A crise no transporte coletivo de Rio Branco motivou uma ofensiva do Ministério Público do Acre (MPAC) contra a Prefeitura da Capital. Em ação civil pública protocolada com pedido de tutela de urgência, o órgão pede que o município seja obrigado pela Justiça a restabelecer, em até 24 horas, um serviço considerado compatível com a demanda da população, além de adotar medidas para evitar novos episódios de descontinuidade.
A iniciativa foi apresentada pela Promotoria de Justiça Especializada de Defesa dos Direitos Humanos e Cidadania, que aponta um quadro de deterioração do sistema desde o fim de junho. Segundo o MPAC, a redução da frota, a interrupção de linhas, a superlotação dos veículos e o aumento do tempo de espera nos pontos transformaram a mobilidade urbana da capital em um problema que ultrapassa a questão do transporte e alcança direitos fundamentais da população.
Na avaliação do promotor de Justiça Thalles Ferreira, responsável pela ação, a incapacidade do poder público em assegurar a continuidade do serviço compromete o acesso de milhares de pessoas ao trabalho, às escolas, às universidades e aos serviços de saúde, uma vez que o transporte coletivo é classificado como serviço público essencial.
Um dos pontos centrais da ação é a diferença entre a estrutura considerada necessária para atender a cidade e a frota que efetivamente circulou durante o período mais crítico da crise. Enquanto a demanda exigiria entre 140 e 150 ônibus em operação, menos de 50 veículos chegaram a atender os usuários, segundo dados apresentados pelo Ministério Público.
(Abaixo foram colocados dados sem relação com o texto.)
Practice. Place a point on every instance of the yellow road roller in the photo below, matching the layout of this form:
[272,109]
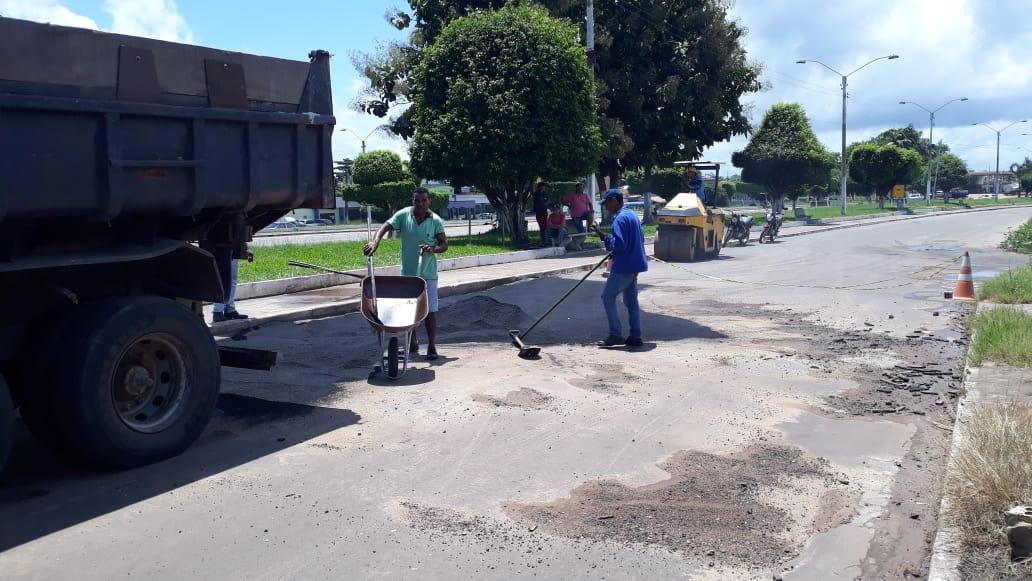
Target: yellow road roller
[688,230]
Para a Promotoria, o agravamento da situação ficou evidente após a retirada de circulação de cerca de 50 ônibus da empresa Ricco Transportes, determinada pela Justiça. O episódio, segundo o MPAC, expôs a ausência de um plano capaz de garantir a continuidade do serviço diante de uma situação emergencial, revelando fragilidades na gestão do sistema de transporte coletivo.
A ação também utiliza exemplos práticos para demonstrar os impactos da crise. Entre eles está a suspensão de aulas presenciais na Universidade Federal do Acre (Ufac), que interrompeu atividades em duas ocasiões por falta de condições de deslocamento de estudantes e servidores.
Além de exigir a recomposição da frota, o Ministério Público solicita que o Município apresente um plano de contingência para assegurar a continuidade da operação e adote mecanismos permanentes de fiscalização e transparência. Entre os pedidos está a divulgação de informações sobre a quantidade de ônibus em circulação, as medidas de controle da prestação do serviço e as providências adotadas para impedir novas interrupções.